Verification scores and tools for ensemble forecasts Created on Thu Oct 22 12:47:06 2020
Marie-Amelie Boucher, [email protected]
For a Python package containing the same functions, please go to https://pypi.org/project/ensverif/
This library contains the following functions:
-
CRPS
-
CRPS_decomposition_Hersbach
-
Log_score
-
Rank_hist
-
Reliability
They were originally coded in Matlab by me, mainly during my MSc and PhD studies. Throughout the years, students have greatly helped to improve those functions (mostly but not exclusively Rachel Bazile).
IMPORTANT NOTE: NONE of those functions actually plot something. It does, however, computes elements that can be plotted (e.g. the variables needed to plot a rank histogram)
This function computes the CRPS for a series of ensemble forecasts (ens) and corresponding observations (obs). The user can choose which distribution to fit to the ensemble for computation.
INPUTS
-
ens: a (n x m) matrix, where n is the number of time steps (validity dates) and m is the ensemble size
-
obs: a (n x 1) vector, with n the number of time steps (validity dates).
-
distribution = 'emp': an empirical distribution is computed from the ensemble forecasts
-
distribution = 'normal_exact': a normal (Gaussian) distribution is fitted to the ensemble forecasts. The CRPS is computed using an exact formulation derived from the equation of the normal distribution.
or
distribution = 'gamma_approx': a gamma distribution is fitted to the ensemble forecasts. The CRPS is computed using an approximate formulation as per Gneiting and Raftery (2007) equation (21)
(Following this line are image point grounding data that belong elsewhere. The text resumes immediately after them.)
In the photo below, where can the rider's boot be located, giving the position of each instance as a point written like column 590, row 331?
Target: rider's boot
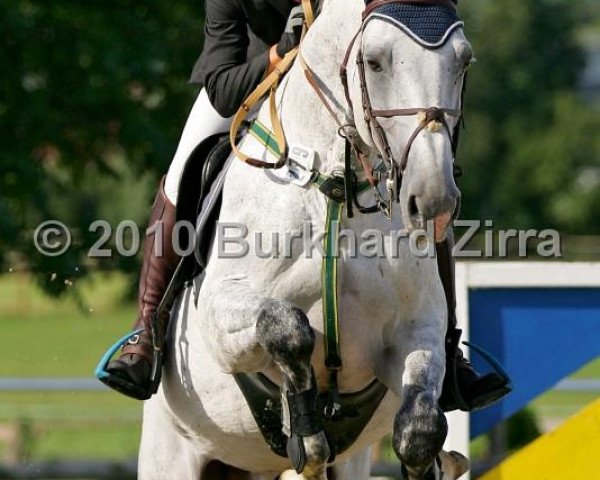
column 463, row 388
column 133, row 368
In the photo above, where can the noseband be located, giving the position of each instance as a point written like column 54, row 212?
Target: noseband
column 432, row 118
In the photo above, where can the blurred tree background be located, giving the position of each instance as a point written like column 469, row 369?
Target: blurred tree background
column 94, row 95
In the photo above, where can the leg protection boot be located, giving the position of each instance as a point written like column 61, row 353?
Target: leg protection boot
column 463, row 388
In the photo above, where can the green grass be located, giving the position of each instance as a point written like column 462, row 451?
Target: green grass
column 42, row 337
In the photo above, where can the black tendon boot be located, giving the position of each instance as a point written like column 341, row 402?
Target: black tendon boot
column 463, row 388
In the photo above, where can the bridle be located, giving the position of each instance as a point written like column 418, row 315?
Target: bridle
column 431, row 118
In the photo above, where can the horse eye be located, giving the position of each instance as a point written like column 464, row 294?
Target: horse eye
column 374, row 66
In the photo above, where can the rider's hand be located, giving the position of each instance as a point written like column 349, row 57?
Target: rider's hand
column 292, row 33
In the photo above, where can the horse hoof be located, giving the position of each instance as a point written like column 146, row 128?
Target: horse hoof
column 454, row 465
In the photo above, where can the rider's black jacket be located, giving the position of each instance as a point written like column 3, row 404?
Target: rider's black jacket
column 235, row 57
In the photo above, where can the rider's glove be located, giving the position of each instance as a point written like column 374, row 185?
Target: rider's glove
column 292, row 33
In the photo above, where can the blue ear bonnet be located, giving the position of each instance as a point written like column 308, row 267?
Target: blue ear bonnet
column 429, row 25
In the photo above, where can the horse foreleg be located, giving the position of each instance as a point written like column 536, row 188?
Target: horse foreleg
column 248, row 332
column 420, row 427
column 283, row 330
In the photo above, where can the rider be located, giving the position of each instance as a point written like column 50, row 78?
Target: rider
column 244, row 41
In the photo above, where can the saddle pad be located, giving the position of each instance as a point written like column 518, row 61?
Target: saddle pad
column 428, row 25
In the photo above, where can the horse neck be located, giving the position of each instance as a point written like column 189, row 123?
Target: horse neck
column 305, row 119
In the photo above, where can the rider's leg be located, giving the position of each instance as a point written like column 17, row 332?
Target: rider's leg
column 203, row 122
column 474, row 391
column 160, row 259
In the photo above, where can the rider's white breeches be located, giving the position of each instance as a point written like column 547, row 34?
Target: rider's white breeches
column 202, row 122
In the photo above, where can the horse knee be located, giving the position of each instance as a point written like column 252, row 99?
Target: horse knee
column 284, row 331
column 420, row 429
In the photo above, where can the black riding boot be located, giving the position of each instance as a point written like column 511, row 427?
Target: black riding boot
column 131, row 372
column 463, row 388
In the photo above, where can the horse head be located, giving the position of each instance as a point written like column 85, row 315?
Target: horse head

Tilmann Gneiting and Adrian E. Raftery (2007): Strictly Proper Scoring Rules, Prediction, and Estimation, Journal of the American Statistical Association, 102:477, 359-378
OUTPUT:
- CRPS: a scalar, representing the mean CRPS for the time series of forecasts
Original by Marie-Amelie Boucher, July 2005, Universite Laval Modified by Rachel Bazile and Luc Perreault in June 2017: The computation for the empirical version of the CRPS cannot be based on just a few ensemble members so we need to "subsample" to have enough members
This function decomposes the CRPS into reliability and "potential" components according to Hersbach (2000). The potential CRPS represents the best possible CRPS value that could be achieved, if the forecasts were perfectly reliable. The total (CRPS_tot) is the empirical CRPS according to the definition of Hersbach (2000)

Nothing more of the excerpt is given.